THE Agriculture Ministry has indicated that sheep production is on a steady rise with the herd growing from 600 000 last year to 700 000 in 2022.
According to the Ministry, given the increase in the herd, sheep producers are on the right track in meeting the 800 000 target set to be achieved by 2025.
Agriculture expert Clive Masarakufa said the increase in the sheep herd is a positive development.
“It is noteworthy that Zimbabwe is not a significant player when it comes to sheep farming,” he said.
“I believe this in itself presents exciting prospects for aspiring sheep farmers.
“As is the case in Zimbabwe, livestock production is a lucrative venture. Given how some domains, such as poultry, have many players, sheep farming can be strategic given how less crowded it is.”
Sheep are primarily reared for their meat, wool and milk.
The most popular type of sheep meat is called lamb meat which is obtained from sheep less than 12 months old.
Mutton is meat obtained from a matured sheep. The most popular approach is rearing sheep for meat; however, others do it for wool production.
Milk production is also another focus but it is not very popular.
The other approach entails rearing sheep for breeding purposes.
Locally, Masarakufa said, sheep were mainly raised for meat (lamb or mutton) and wool.
“Milk is not such a major focus; I am not sure why but people just might be sitting on a huge business prospect,” he said.
“Sheep is somehow considered premium meat; in fact, it is so special that in some circles, it is offered as a special delicacy to royal people or important dignitaries.
“The meat itself is quite tasty, particularly lamb which is tender.”
Masarakufa said the market is there and, in some circles, has to be unearthed.
“Producers can target hotels, restaurants and individuals to supply.”
He said land is a major requirement for sheep farming because sheep have to roam in the open.
“You do not really need extremely big land spaces,” he said.
“In principle, there is no one-size-fits all regarding space needed for sheep. Generally, six sheep can thrive well on one acre. The richness of the land and vegetation determines whether or not the population density can be high or low.
“You obviously need reliable pasture land where the sheep can adequately find food as they roam around during the day.”
Masarakufa said sheep are mainly grazers.
“Feeds can be based on two sources, namely foraging and hay or any other related variations,” he said.
“Comprehensively, feed options stem from pastures to hay, silage, grain, urea, minerals, vitamins and feed additives.”
Sheep production, he said, is not labour-intensive.
“Money is needed but you can always start small,” he said.
“The cost of buying sheep varies, depending on age and purpose – prices can range from US$75 for lambs to US$250 or so for ewes around two to four years of age.”
Masarakufa said there are several types of sheep breeds.
“Some of the most common sheep breeds are Hampshire, Tsigai, Turcana, Dorset, Dorper, Leicester, Lincoln and Merino, among others,” he said.
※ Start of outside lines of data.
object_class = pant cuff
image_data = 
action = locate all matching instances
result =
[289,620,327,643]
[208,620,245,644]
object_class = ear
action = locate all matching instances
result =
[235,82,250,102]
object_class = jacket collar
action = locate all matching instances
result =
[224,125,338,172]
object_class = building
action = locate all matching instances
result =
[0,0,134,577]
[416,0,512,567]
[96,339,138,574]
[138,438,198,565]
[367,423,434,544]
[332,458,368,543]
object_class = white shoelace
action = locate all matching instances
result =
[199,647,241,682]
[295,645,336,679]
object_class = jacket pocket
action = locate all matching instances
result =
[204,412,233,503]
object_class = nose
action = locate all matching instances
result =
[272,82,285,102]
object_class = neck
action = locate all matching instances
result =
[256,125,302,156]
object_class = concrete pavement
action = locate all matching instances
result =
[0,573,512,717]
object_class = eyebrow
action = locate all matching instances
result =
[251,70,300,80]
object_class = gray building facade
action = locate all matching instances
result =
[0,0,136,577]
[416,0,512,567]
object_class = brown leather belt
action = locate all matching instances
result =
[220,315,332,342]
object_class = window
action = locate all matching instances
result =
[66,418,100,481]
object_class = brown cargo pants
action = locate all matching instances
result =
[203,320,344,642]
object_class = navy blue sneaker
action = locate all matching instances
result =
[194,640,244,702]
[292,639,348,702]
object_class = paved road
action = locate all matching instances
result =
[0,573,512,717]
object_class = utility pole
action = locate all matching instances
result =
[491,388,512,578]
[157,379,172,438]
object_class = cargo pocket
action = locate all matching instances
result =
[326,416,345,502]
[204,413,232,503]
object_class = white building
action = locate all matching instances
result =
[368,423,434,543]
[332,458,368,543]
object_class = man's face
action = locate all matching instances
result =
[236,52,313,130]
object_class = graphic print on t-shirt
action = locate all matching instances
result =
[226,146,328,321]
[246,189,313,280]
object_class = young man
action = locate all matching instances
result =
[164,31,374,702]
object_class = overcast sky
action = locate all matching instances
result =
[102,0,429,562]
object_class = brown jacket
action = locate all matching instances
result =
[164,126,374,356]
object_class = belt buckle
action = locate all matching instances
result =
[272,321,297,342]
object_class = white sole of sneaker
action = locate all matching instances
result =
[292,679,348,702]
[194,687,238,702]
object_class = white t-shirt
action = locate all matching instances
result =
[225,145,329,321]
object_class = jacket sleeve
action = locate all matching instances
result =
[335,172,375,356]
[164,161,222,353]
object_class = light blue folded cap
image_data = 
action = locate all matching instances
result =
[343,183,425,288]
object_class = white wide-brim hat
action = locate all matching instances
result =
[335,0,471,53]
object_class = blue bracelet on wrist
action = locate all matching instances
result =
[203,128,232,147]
“Choice of breed depends on what you are interested in regarding the quality of meat, wool and milk.
“For instance, the Dorper breed is common in Zimbabwe for meat and milk purposes and it also wields other favourable characteristics such as a high fertility rate.”
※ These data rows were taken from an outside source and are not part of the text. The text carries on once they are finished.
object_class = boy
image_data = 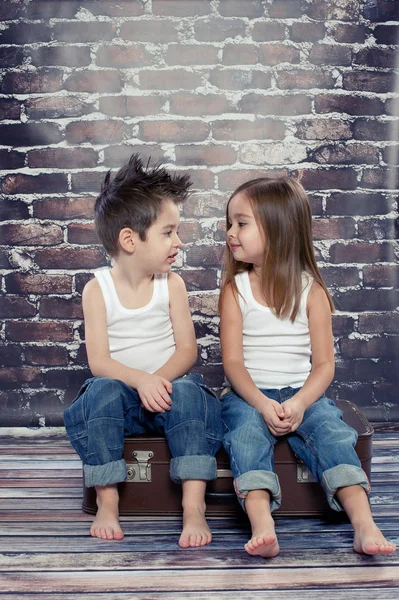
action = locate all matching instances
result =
[65,155,223,548]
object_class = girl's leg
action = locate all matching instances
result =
[222,392,281,558]
[288,396,395,554]
[64,377,143,539]
[158,376,222,548]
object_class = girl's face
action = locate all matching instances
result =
[227,192,265,267]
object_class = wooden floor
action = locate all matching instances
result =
[0,428,399,600]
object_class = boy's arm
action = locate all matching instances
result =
[155,273,197,381]
[82,279,171,412]
[220,285,289,435]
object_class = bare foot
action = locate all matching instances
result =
[179,506,212,548]
[90,485,124,540]
[353,523,396,554]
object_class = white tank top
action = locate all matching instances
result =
[95,268,176,373]
[235,271,313,389]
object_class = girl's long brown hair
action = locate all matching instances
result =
[219,177,334,321]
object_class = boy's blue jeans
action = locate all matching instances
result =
[221,387,370,511]
[64,374,223,487]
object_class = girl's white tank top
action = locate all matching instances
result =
[235,271,313,389]
[94,268,176,373]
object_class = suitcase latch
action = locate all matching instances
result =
[126,450,154,483]
[296,463,316,483]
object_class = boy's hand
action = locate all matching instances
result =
[281,396,305,432]
[260,398,291,437]
[137,373,172,412]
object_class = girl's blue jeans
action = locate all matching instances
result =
[64,374,223,487]
[221,387,370,511]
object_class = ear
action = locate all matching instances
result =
[118,227,135,254]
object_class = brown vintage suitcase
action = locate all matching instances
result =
[82,400,373,517]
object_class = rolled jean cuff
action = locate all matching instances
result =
[83,459,126,487]
[234,471,281,512]
[321,465,370,511]
[169,454,217,483]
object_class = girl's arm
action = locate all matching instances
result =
[155,273,198,381]
[220,284,289,435]
[283,282,335,431]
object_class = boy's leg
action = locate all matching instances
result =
[288,396,395,554]
[222,392,281,558]
[159,376,222,548]
[64,377,146,539]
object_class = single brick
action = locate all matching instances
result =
[363,265,399,289]
[212,119,285,141]
[251,21,285,42]
[68,223,100,245]
[165,44,219,66]
[39,298,83,319]
[5,273,72,294]
[100,95,166,117]
[0,149,25,170]
[0,21,51,45]
[65,120,130,144]
[277,69,335,90]
[0,69,63,94]
[315,94,384,116]
[25,96,94,119]
[120,19,179,44]
[326,193,393,216]
[52,21,116,44]
[35,247,107,270]
[0,98,21,121]
[139,69,201,90]
[296,119,352,140]
[353,119,392,141]
[259,44,300,66]
[1,173,68,194]
[0,46,24,69]
[169,92,237,117]
[0,296,36,319]
[0,223,63,246]
[30,46,91,67]
[96,44,153,69]
[64,71,122,94]
[194,17,246,42]
[138,120,209,142]
[25,346,68,367]
[343,70,394,94]
[313,144,379,165]
[28,148,98,169]
[175,145,237,166]
[309,44,352,67]
[104,144,165,168]
[5,321,73,342]
[330,23,366,44]
[301,168,357,190]
[290,22,326,42]
[330,242,394,263]
[353,48,397,69]
[33,197,95,220]
[239,93,312,116]
[0,198,29,221]
[313,217,355,240]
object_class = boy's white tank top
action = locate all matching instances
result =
[94,268,176,373]
[235,271,313,389]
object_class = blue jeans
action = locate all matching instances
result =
[64,374,223,487]
[222,387,370,511]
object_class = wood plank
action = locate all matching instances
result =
[0,561,399,593]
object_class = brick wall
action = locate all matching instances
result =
[0,0,399,426]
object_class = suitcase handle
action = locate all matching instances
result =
[205,492,237,506]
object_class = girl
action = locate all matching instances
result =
[220,177,396,557]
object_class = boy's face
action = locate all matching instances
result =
[134,200,182,273]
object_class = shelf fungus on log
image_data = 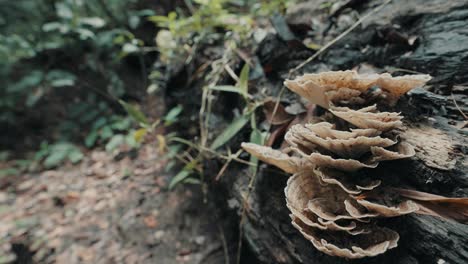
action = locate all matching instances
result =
[242,71,468,259]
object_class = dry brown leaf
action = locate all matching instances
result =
[263,98,294,125]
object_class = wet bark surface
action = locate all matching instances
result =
[166,0,468,264]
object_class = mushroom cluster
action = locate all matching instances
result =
[242,71,438,259]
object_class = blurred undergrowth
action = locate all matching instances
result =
[0,0,292,179]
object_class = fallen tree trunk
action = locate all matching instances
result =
[218,0,468,264]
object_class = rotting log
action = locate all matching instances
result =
[222,0,468,264]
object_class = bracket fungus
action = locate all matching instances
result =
[242,71,468,259]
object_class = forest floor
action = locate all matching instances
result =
[0,145,230,264]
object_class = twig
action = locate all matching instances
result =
[289,0,392,75]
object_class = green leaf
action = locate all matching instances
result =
[238,63,250,97]
[210,115,250,150]
[44,149,68,168]
[209,85,242,94]
[68,148,84,163]
[169,165,192,190]
[99,126,114,139]
[79,17,106,28]
[119,100,149,125]
[164,105,184,126]
[122,43,140,54]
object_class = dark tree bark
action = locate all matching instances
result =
[218,0,468,264]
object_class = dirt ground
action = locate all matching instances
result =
[0,145,236,264]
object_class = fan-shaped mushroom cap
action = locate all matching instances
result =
[314,168,381,194]
[284,171,362,232]
[241,143,302,173]
[286,124,397,158]
[377,73,432,98]
[292,218,400,259]
[330,107,403,132]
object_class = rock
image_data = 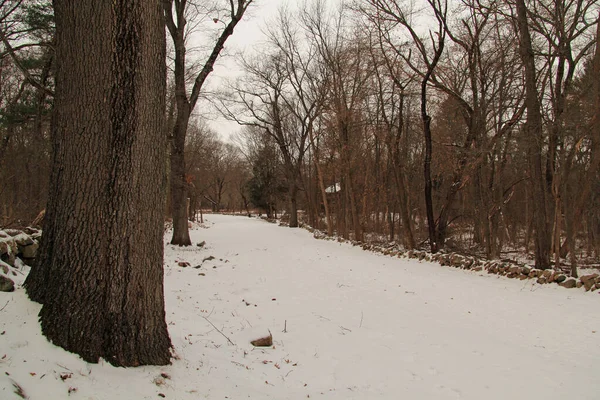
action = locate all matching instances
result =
[554,274,567,283]
[580,278,596,292]
[508,265,521,274]
[20,242,40,258]
[0,275,15,292]
[542,269,554,279]
[579,274,598,285]
[559,278,577,289]
[450,254,465,267]
[0,261,10,275]
[530,268,542,278]
[13,232,33,247]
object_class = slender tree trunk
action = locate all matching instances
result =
[517,0,551,269]
[309,131,335,236]
[171,107,192,246]
[25,0,171,366]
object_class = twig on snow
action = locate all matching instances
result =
[10,379,29,399]
[202,316,235,346]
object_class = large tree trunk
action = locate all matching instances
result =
[25,0,171,366]
[517,0,551,269]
Sheep do quite well when it comes to disease resistance, Masarakufa said.
“Some of the common diseases that can attack sheep are heartwater, pulpy kidney (or lamb dysentery), blue tongue, botulism, tetanus, gas gangrene, anthrax and lumpy wool (senkobo or dematophilosis),” he said.
“Some of the vectors of these diseases are dietary changes, puncture or enter wounds, bont ticks, spores and fungi.
However, sheep are highly vulnerable to parasitic and predatory attacks.
“ This is why, for the latter, security in the form of physical barriers and guard dogs are paramount.”
As sheep production rises, it is hoped more players will venture into the sector.